President Donald Trump speaks at a rally in Biloxi, Miss....

President Donald Trump speaks at a rally in Biloxi, Miss. in this Nov. 26 photo. Credit: AP / Alex Brandon

Very little of what Donald Trump says is intriguing.

Appalling, yes. Annoying, surely. Argumentative, of course. Egotistic, certainly.

Intriguing? Not so much.

But the president hooked me last week with a remark about the Federal Reserve, a subject I hardly ever find intriguing. Call it a character defect.

Asked about the Fed raising interest rates and its impact on the economy, Trump responded, “They’re making a mistake because I have a gut, and my gut tells me more sometimes than anybody else’s brain can ever tell me.”

The comment was widely lampooned, and given the speaker, his past conduct and his bent for unbridled boasting, it’s easy to see why. But the list of successful people who say they rely on their gut when making decisions ranges from singer Barbra Streisand to Apple co-founder Steve Jobs.

And so Trump inserted himself into an ages-old argument:

Your gut or your brain?

It’s kind of refreshing to renew that debate since everything nowadays seems to be run by algorithms. It’s all formulas, no feelings.

Algorithms govern our social media platforms — though it wasn’t an algorithm that led Facebook chief operating officer Sheryl Sandberg to order up personal and financial research on investor George Soros after he criticized the social network. Algorithms run call centers — which leave you shrieking into your phone that you just want to talk to a human.

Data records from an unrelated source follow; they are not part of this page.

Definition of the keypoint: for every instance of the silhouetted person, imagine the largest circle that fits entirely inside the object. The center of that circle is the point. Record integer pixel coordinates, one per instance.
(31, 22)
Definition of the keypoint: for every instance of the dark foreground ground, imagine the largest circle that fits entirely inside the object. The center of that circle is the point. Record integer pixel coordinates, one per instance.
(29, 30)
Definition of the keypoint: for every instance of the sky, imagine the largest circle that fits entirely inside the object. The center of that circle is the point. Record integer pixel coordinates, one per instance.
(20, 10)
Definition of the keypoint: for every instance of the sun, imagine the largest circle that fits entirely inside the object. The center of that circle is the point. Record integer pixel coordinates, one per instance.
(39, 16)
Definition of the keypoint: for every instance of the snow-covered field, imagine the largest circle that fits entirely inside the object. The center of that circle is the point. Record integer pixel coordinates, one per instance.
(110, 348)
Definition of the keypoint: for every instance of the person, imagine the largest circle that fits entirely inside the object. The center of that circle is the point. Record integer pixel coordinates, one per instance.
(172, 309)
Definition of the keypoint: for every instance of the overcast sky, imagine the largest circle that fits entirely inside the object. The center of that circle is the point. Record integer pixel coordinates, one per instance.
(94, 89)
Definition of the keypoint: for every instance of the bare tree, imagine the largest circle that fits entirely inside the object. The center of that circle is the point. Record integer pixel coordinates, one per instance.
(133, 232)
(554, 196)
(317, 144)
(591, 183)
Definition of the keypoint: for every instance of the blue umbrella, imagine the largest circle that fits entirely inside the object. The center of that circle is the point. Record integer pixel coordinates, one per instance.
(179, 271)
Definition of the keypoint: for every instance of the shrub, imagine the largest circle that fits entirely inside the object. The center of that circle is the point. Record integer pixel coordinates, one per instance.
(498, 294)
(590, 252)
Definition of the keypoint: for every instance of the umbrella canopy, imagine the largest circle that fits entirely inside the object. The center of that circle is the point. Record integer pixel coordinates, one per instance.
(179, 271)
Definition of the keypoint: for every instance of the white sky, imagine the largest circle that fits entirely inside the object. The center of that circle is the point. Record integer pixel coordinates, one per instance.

There are even algorithms in baseball — the sport now is in thrall to analytics, with front offices using data to call the shots. Sports fans have been arguing gut vs. brain forever.

Discussing whether managers should rely on instincts or data is a bit of a false flag. An old-timer like Billy Martin was renowned for managing by his gut. But his gut was informed by a lifetime of experience and previous decisions — what he knew, run through the grinder of what he felt.

Trump covered both bases last week. Asked about dire forecasts in a recent climate change report, Trump talked about “a lot of people like myself, we have very high levels of intelligence but we’re not necessarily such believers.”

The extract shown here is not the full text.